Let $(\ell^2, \left||.\right\|_2)$ with the coordinatewise product.Prove that $(\ell^2, \left||.\right\|_2)$ is a commutative and semisimple Banach algebra
this is my attempt:
Since $(\ell^2, \left||.\right\|_2)$ is a $C$*-$ algebra, Hence The Gelfand–Naimark Theorem states
$\ell^2$ is isometrically *-isomorphic to $ C(\Phi _{\ell^2}) $ .
this allows one to say that $(\ell^2, \left||.\right\|_2)$ is a semisimple
Any help will be appreciated! Thanks
The space $\ell^2$ is not isometrically isomorphic to any $C^\ast$-algebra. It is reflexive, and any reflexive $C^\ast$-algebra is finite-dimensional.

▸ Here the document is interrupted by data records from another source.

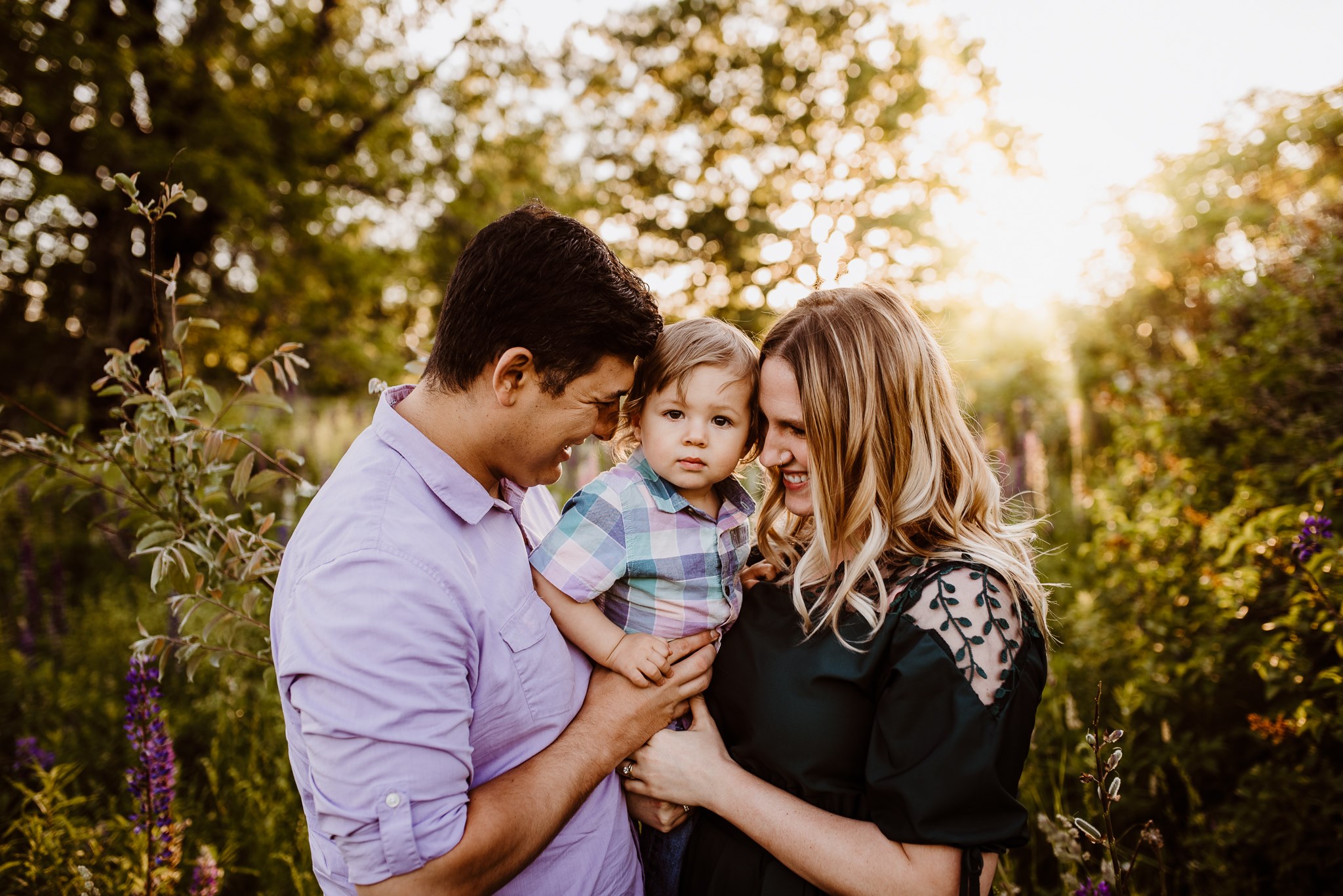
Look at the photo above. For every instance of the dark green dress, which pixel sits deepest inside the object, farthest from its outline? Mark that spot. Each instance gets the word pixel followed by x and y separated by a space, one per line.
pixel 923 732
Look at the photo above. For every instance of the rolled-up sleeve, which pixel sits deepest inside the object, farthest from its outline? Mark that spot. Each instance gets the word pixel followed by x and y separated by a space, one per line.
pixel 376 661
pixel 584 554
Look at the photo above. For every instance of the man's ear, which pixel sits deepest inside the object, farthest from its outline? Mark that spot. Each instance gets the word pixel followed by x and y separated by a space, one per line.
pixel 515 370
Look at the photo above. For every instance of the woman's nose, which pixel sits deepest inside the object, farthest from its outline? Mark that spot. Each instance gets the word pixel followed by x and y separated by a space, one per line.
pixel 772 453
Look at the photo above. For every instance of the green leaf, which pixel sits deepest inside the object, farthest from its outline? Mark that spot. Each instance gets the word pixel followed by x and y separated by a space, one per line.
pixel 261 382
pixel 155 539
pixel 258 399
pixel 262 480
pixel 156 573
pixel 212 399
pixel 242 473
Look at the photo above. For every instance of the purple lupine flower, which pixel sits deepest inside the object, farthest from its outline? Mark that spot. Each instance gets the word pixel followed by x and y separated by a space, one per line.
pixel 1094 888
pixel 207 876
pixel 1315 530
pixel 153 779
pixel 27 751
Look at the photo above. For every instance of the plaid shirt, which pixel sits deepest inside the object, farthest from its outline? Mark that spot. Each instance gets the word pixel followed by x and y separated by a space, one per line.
pixel 653 562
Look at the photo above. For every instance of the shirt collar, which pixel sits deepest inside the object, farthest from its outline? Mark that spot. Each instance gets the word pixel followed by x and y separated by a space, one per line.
pixel 453 485
pixel 669 500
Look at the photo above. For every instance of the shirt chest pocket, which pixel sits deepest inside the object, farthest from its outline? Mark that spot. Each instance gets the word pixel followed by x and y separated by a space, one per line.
pixel 542 659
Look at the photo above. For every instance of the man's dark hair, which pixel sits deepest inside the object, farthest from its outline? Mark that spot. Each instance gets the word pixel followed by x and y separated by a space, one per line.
pixel 542 281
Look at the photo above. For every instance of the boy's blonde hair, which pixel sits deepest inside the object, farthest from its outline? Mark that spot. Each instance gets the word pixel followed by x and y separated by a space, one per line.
pixel 681 348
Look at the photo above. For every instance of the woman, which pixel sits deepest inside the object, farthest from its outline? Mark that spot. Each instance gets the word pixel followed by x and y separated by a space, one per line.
pixel 875 703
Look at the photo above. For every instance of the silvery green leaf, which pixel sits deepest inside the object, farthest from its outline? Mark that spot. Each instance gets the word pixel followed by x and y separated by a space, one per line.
pixel 1088 829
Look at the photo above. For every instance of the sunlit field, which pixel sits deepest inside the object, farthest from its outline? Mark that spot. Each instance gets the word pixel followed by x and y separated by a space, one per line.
pixel 1126 226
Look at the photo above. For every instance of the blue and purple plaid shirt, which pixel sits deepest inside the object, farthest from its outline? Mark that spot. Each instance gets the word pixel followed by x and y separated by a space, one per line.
pixel 653 562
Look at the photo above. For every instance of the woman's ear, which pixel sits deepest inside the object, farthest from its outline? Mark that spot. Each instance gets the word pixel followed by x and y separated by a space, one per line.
pixel 515 370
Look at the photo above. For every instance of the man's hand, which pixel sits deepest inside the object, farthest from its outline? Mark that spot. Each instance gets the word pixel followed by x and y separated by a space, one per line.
pixel 642 659
pixel 617 718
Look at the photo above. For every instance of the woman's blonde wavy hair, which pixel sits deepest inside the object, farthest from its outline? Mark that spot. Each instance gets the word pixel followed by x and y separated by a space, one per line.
pixel 894 469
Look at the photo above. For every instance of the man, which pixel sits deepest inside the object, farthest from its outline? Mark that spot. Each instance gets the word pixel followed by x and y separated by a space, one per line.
pixel 443 737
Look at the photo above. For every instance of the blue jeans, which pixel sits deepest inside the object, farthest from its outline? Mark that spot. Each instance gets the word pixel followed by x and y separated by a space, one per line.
pixel 662 856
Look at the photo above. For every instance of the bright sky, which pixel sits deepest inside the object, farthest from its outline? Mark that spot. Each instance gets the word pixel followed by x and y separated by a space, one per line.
pixel 1106 88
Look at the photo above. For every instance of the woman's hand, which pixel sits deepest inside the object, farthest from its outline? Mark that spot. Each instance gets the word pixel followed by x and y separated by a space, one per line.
pixel 683 768
pixel 656 813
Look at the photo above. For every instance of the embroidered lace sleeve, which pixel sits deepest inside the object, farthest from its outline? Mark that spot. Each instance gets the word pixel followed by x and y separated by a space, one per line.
pixel 970 610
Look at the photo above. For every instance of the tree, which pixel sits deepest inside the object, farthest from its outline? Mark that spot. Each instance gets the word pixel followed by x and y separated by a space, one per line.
pixel 740 153
pixel 1211 387
pixel 323 147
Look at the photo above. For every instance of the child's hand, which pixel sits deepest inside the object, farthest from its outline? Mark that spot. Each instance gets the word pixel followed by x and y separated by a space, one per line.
pixel 642 659
pixel 758 573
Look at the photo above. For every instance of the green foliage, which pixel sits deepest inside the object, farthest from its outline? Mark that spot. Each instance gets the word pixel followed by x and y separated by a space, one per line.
pixel 54 844
pixel 1211 390
pixel 732 149
pixel 188 484
pixel 320 147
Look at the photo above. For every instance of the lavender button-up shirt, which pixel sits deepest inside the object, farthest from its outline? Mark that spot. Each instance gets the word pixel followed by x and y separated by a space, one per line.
pixel 415 661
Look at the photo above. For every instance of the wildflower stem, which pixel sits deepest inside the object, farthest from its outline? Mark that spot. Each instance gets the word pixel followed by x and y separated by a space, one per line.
pixel 1111 844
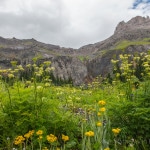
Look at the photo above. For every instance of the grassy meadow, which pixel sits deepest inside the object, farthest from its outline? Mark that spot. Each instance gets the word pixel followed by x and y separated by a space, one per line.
pixel 110 113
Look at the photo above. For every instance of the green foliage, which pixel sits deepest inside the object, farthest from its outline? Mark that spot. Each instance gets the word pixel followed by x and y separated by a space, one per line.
pixel 30 103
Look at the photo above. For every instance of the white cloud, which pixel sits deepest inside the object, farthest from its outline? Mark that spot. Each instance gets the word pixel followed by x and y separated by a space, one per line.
pixel 68 23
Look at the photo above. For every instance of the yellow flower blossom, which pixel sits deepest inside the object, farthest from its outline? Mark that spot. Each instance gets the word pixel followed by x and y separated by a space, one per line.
pixel 51 138
pixel 65 137
pixel 89 133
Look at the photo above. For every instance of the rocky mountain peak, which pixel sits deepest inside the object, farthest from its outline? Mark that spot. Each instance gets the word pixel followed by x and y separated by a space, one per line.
pixel 135 23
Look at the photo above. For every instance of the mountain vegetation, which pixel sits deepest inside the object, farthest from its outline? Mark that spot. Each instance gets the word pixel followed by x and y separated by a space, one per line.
pixel 94 98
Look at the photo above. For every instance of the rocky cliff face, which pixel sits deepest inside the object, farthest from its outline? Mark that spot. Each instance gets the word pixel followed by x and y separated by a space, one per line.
pixel 85 63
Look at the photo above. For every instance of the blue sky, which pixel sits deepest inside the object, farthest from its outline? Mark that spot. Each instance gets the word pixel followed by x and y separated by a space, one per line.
pixel 140 2
pixel 68 23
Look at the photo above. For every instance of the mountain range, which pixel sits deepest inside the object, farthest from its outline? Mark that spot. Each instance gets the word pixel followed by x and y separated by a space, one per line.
pixel 84 64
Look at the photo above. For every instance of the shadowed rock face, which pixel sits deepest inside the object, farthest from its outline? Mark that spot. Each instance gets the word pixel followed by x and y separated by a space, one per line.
pixel 85 63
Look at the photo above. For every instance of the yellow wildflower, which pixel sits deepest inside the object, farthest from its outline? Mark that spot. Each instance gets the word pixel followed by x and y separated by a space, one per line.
pixel 89 133
pixel 19 140
pixel 65 137
pixel 102 102
pixel 99 124
pixel 51 138
pixel 102 109
pixel 39 132
pixel 116 131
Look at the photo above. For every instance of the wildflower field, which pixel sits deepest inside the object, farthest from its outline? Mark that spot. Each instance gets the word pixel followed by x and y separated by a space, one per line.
pixel 110 113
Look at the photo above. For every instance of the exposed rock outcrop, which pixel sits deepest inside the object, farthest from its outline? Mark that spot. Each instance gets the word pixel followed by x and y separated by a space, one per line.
pixel 81 64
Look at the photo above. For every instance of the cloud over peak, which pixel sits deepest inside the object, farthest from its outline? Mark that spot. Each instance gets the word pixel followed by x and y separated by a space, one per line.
pixel 68 23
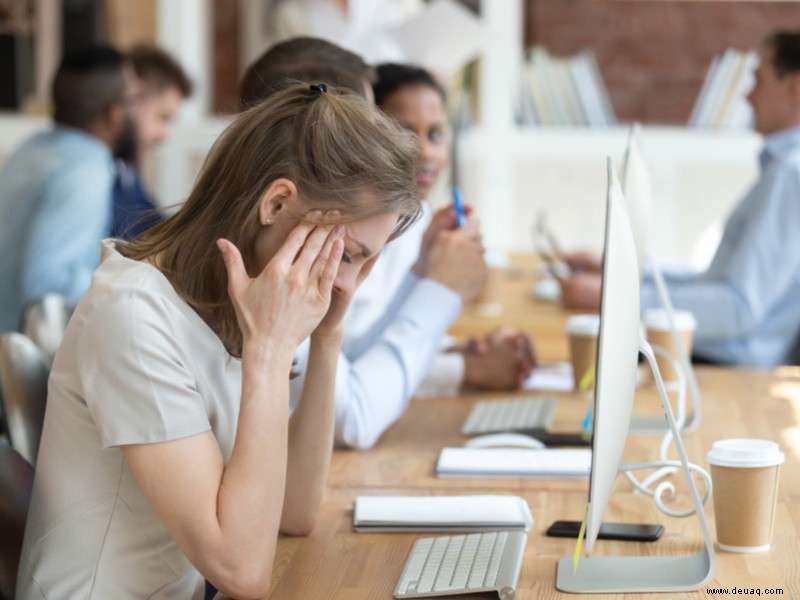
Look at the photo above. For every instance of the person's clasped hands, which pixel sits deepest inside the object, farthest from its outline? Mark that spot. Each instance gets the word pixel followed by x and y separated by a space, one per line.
pixel 503 359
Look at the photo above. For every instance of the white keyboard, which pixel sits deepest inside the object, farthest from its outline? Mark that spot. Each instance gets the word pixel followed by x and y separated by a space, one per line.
pixel 513 414
pixel 459 564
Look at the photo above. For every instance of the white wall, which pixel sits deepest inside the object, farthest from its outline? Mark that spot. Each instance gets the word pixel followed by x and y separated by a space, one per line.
pixel 697 176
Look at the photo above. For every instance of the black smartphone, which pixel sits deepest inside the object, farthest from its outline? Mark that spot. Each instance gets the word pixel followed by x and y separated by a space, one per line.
pixel 633 532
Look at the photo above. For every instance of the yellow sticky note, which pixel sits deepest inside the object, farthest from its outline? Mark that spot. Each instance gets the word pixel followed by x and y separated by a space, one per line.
pixel 587 380
pixel 577 556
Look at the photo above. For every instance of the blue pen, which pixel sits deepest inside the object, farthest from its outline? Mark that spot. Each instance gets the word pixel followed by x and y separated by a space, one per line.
pixel 458 205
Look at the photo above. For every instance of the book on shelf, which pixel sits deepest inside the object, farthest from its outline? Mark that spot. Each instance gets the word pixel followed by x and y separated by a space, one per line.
pixel 722 102
pixel 564 91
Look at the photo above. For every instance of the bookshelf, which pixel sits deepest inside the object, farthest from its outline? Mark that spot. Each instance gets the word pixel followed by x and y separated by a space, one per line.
pixel 509 172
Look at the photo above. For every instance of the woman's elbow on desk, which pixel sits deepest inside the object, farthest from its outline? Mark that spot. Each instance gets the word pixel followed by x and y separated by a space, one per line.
pixel 245 583
pixel 299 525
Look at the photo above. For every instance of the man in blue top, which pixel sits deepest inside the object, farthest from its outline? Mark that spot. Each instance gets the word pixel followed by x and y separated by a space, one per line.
pixel 55 190
pixel 163 87
pixel 747 303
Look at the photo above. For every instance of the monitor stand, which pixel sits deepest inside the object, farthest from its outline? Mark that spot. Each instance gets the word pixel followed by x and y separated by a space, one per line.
pixel 622 574
pixel 656 424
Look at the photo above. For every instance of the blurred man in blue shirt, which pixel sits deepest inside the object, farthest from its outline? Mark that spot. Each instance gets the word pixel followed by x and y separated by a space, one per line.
pixel 747 303
pixel 163 88
pixel 55 190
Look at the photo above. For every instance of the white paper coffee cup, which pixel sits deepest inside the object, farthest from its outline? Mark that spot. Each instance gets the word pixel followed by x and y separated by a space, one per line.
pixel 659 333
pixel 582 331
pixel 744 474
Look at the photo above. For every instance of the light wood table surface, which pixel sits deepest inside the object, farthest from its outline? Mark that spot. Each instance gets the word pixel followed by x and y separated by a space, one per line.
pixel 336 563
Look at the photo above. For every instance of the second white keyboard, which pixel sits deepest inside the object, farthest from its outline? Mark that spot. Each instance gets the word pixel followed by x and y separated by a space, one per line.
pixel 489 416
pixel 457 564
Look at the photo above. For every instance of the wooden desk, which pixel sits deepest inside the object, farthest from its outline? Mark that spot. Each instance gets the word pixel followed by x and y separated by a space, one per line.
pixel 335 563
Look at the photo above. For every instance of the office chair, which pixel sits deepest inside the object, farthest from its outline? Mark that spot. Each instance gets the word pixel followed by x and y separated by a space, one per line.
pixel 44 321
pixel 24 369
pixel 16 483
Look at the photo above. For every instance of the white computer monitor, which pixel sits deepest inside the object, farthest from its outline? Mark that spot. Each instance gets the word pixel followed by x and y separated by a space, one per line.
pixel 637 189
pixel 619 344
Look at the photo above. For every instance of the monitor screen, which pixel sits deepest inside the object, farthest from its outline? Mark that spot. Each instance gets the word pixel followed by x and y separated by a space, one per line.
pixel 638 190
pixel 617 355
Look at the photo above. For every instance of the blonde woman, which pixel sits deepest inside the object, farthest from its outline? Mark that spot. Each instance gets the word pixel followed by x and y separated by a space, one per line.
pixel 167 454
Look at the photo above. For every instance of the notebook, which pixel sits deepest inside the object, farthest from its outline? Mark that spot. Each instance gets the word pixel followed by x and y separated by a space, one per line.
pixel 441 513
pixel 514 462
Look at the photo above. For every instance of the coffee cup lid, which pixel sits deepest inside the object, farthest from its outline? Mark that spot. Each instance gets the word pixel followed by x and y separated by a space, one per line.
pixel 656 318
pixel 748 453
pixel 584 325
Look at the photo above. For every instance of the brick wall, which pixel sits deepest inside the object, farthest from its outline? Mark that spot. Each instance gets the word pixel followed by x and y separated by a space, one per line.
pixel 654 54
pixel 225 56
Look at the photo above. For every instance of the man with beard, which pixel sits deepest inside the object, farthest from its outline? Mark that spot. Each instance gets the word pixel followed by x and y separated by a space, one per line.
pixel 164 86
pixel 55 190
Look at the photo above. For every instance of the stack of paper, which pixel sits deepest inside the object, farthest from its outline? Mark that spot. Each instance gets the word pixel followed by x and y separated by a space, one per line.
pixel 514 462
pixel 440 513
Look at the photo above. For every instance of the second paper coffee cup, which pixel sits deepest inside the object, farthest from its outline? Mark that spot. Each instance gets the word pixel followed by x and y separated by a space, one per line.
pixel 582 331
pixel 744 473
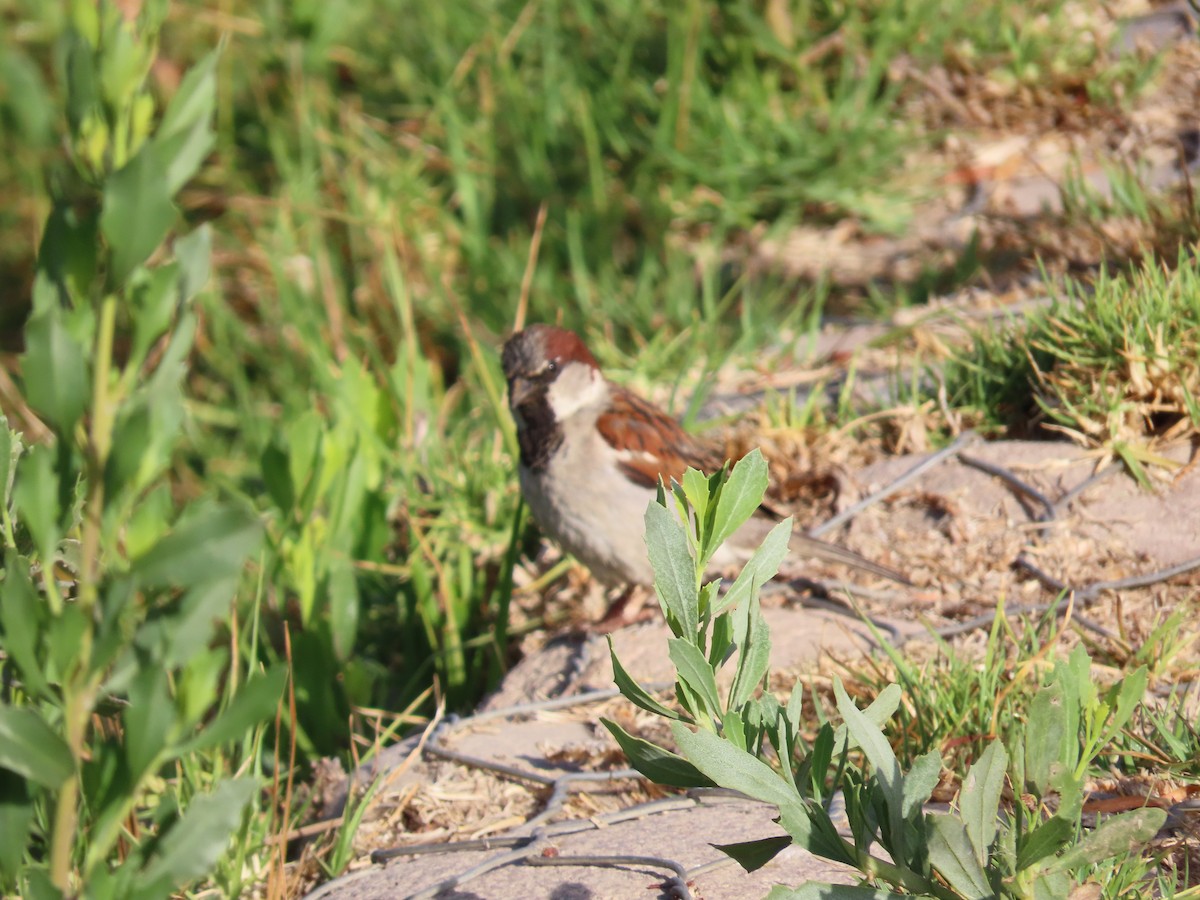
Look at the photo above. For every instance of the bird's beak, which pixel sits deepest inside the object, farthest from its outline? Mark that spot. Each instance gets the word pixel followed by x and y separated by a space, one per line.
pixel 520 390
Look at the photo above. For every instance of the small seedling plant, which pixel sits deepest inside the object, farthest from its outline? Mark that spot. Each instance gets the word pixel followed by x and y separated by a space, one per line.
pixel 1015 829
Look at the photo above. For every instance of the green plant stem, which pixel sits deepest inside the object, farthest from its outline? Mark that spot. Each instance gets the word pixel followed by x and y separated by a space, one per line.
pixel 898 875
pixel 79 688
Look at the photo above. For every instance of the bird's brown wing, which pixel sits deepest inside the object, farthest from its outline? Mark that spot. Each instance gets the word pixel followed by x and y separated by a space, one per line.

Clearly $\ell^2$ is a commutative Banach algebra. To prove that $\ell^2$ is semi-simple, we must show that the character space $\Gamma$ of $\ell^2$ separates the points of $\ell^2$. This is easy enough: For every $k\in\mathbb{N}$ the map $\delta_k\colon \ell^2\to\mathbb{C}$ is linear, multiplicative and non-zero. Moreover, $\delta_k(f)=0$ for all $k\in\mathbb{N}$ implies $f=0$.